Tuesday, June 2, 2009

Fedora 10 versus CentOS 5.3

My initial interest in starting a Blog was to record my attempts at setting up my home server to host my family website, possibly a mail service for family, and for home networking.

Previously, I had a DELL laptop with Vista Home Premium installed (AMD TK-53 processor, 4 GB RAM, 260Gb HDD). This laptop had given me a headache for a year, and DELL tech support is a joke!

After giving up on DELL tech support, I decided to slap some *nix flavor on the box and see if it would be more stable. I chose Fedora 10. This went extremely smooth and the laptop has been working great, and stable ever since. My only outstanding issue is that I need to get the wireless working (Broadcom 43XX). I was going to use NDIS wrapper to do so, but then found out that it does not allow for promisuous mode (that does not do me any good when I *need* to sniff traffic at Starbucks LOL).
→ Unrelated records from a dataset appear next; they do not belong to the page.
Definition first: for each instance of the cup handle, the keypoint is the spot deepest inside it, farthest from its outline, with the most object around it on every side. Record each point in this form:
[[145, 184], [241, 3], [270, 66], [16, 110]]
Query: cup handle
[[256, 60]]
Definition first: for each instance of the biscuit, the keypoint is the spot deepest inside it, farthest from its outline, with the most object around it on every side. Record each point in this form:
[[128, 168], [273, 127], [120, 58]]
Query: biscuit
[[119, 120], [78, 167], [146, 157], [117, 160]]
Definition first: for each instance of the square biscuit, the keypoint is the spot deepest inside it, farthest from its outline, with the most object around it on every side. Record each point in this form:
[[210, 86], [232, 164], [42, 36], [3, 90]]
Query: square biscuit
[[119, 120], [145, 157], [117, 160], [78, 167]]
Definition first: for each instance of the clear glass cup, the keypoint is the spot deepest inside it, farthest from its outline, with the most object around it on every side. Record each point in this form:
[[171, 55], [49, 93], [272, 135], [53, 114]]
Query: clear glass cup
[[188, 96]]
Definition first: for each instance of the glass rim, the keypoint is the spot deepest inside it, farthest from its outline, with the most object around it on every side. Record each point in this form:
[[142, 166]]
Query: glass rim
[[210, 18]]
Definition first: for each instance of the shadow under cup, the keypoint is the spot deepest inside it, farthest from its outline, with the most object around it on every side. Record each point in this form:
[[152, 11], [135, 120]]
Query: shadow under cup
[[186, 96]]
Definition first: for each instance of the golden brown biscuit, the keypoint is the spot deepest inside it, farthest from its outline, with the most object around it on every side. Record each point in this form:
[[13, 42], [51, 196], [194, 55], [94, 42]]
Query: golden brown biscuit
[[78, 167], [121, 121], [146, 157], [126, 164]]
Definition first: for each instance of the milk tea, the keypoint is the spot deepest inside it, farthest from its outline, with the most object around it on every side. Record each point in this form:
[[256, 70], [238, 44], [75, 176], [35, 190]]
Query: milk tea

Anyway, with Fedora 10 working great on my laptop, I decided it was time to move my server from (Windows OS name withheld to avoid jeers) to Fedora 10. Boy, was this a pain! The initial install would ONLY run in text mode. This was not a problem. The problem was that it would never boot into the GUI. Now, while I tend to prefer the command line, I still wanted the GUI available, and the fact that "init 5" only caused the box to hang, really caused me concern.

What I found out was that Fedora 10 has an issue with SCSI drives. There is a 'mkinitrd' work-around for this issue, but at this point, I decided to try something else. Enter CentOS 5.3!

The first thing I noticed about CentOS 5.3 was the installation was a breeze, although I didn't do too much customizing. The second I noticed was that the issue with SCSI drives was not present...i.e., I could boot into the GUI. The only reason why I wanted this was, and it may be bad form (but I really don't care) was so that I could perform any updates and maintenance on our webpage through an IDE directly on the server. Although I have been using a different box for development, it will be quicker in my busy life to be able to use the server directly for updates and maintenance.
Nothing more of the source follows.